In 2019, Ghana passed the Right to Information Law, Act 989. The law is a further enabler of citizens’ enjoyment of the right to access information enshrined in Article 21(1) (f) of the 1992 Constitution of Ghana. Beyond the financial provision and the necessary structures needed to ensure efficient implementation, public sensitization and education on the law has been quite low.
For a country whose ranking on the corruption perception index has fluctuated in the last two decades until its current ranking of 75 according to the 2020 Corruption Perception Index, the RTI law provides an effective tool to demand public accountability and help fight corruption. The media, as enablers of democracy and participatory governance, also need to understand how the RTI law can advance their work towards promoting transparency and accountability.
Thus, as part of efforts to increase public awareness of the law, the Media Foundation for West Africa (MFWA) will on Thursday, June 17, 2021, hold a Media Forum under the theme: The RTI law, Investigative Journalism and the Fight Against Corruption in Ghana.
The Forum will bring together journalists, media associations, media support groups and anti-corruption CSOs to deliberate on the current state of Ghana’s RTI law since its passage in 2019. Participants will discuss more effective ways journalists can utilise the law in accessing information for their work towards improving transparency and accountability in Ghana. The Media forum will also be used to launch a Journalists’ Guidebook on RTI, produced by the MFWA in furtherance of our resolve to deepen awareness creation of the RTI Law.

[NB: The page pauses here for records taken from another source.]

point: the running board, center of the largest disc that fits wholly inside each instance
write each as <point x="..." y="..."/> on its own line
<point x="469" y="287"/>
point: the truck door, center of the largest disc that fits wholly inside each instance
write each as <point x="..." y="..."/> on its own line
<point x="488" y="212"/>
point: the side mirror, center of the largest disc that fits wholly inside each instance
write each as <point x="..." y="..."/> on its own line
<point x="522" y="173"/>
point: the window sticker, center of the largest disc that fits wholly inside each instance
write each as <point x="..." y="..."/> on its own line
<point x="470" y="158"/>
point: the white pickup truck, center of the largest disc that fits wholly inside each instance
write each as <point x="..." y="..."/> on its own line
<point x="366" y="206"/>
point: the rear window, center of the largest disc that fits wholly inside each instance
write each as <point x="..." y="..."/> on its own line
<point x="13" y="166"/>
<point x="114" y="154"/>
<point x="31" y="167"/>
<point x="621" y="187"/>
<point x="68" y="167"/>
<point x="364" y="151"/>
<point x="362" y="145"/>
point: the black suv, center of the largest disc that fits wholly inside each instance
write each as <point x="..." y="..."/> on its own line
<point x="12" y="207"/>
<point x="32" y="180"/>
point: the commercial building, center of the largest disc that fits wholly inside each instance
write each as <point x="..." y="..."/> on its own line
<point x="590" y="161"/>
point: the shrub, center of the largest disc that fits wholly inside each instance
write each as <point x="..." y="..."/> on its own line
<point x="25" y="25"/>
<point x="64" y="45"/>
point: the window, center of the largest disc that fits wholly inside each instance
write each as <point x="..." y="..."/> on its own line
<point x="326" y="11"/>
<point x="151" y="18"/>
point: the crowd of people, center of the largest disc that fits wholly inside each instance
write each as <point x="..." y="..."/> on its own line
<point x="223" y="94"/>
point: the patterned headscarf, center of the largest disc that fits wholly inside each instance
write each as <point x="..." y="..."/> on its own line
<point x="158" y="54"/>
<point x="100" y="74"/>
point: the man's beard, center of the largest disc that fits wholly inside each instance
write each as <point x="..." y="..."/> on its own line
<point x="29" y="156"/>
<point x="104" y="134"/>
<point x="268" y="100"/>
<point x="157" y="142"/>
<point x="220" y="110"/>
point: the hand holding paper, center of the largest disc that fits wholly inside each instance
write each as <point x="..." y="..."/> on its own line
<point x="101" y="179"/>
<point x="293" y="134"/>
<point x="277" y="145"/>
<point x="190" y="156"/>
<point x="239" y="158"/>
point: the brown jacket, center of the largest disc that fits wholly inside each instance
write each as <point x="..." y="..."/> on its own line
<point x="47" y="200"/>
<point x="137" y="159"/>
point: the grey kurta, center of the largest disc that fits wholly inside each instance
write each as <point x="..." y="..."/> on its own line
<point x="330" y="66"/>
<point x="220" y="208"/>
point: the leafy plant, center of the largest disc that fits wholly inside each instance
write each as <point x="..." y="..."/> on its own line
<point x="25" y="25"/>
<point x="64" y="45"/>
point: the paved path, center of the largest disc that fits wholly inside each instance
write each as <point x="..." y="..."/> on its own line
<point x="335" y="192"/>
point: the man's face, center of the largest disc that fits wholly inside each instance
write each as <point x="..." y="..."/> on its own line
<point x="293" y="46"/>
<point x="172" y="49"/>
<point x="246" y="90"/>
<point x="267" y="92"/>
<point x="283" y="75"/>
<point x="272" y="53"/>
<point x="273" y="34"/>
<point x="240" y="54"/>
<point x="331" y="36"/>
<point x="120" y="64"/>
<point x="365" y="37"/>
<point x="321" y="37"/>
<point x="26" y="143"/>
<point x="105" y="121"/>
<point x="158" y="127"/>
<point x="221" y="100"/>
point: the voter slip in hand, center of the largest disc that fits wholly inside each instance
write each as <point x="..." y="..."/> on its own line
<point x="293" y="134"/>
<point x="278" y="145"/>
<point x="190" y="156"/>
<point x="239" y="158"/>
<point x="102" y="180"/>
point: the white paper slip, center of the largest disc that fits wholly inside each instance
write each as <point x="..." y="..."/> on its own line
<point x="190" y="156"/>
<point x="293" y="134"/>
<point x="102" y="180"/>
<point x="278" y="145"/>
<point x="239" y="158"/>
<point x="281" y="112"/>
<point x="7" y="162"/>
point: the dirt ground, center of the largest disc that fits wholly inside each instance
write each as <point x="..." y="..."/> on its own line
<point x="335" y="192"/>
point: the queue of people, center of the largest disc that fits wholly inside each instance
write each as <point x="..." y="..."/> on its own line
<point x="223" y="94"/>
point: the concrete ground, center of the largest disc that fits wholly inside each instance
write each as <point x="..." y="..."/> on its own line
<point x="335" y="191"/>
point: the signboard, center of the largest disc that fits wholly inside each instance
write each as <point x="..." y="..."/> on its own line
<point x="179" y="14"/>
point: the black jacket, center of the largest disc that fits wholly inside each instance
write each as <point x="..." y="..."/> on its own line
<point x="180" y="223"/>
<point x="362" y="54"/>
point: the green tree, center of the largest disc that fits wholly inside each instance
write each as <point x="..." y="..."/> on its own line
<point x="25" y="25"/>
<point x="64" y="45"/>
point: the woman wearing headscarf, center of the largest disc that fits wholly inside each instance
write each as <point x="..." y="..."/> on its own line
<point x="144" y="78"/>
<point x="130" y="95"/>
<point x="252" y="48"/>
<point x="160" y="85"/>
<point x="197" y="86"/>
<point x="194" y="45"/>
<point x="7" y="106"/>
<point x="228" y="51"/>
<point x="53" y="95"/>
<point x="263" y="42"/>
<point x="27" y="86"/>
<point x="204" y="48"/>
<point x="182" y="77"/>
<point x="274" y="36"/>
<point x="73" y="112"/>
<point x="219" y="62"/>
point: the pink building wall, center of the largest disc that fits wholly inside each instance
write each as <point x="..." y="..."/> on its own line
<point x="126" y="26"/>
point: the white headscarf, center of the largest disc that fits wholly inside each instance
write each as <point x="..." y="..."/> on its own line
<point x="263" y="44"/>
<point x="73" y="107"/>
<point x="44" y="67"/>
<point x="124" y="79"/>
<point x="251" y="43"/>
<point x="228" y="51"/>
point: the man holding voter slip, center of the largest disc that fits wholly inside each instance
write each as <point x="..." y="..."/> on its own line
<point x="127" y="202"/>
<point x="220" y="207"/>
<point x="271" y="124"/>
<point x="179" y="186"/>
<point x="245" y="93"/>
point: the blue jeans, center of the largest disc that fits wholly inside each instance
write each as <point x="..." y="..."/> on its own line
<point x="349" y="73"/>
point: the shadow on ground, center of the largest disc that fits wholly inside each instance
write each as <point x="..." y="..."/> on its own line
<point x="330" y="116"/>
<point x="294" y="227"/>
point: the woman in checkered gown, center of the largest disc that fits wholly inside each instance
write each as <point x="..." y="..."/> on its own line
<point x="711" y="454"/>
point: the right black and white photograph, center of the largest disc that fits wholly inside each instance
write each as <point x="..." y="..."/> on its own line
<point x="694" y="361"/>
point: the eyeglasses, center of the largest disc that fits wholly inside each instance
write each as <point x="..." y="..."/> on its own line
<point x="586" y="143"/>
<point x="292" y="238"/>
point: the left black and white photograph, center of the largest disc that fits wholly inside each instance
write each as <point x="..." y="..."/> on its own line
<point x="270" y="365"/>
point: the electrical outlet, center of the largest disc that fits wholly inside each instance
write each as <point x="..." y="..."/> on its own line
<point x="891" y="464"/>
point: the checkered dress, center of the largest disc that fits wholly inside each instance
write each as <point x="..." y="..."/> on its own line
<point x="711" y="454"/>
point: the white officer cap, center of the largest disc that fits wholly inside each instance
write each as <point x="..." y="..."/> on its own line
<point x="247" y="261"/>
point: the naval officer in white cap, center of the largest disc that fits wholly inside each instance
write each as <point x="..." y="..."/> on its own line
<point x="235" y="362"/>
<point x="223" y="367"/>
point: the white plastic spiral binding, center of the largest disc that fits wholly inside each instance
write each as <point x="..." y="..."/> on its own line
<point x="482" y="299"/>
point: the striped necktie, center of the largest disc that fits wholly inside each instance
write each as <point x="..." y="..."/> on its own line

The forum and Book launch form part of the MFWA’s project “Promoting Citizens Access to Information in Ghana” which is supported by German-based Deutsche Welle Akademie.
In 2019, the MFWA under the project schooled more than 60 District Chief Executives across the Northern, Ashanti, and Greater Accra regions on the RTI Law. In 2020, 122 information officers and Coordinating Directors across 56 Metropolitan, Municipal, and District Assemblies (MMDAs) in the Greater Accra, Ashanti, and Northern regions were also trained on the RTI law and what is expected of them under the law. About 100 journalists were also trained on the RTI. Currently, the MFWA has commenced a series of story development bootcamps for journalists on how to use the RTI in the development of their stories.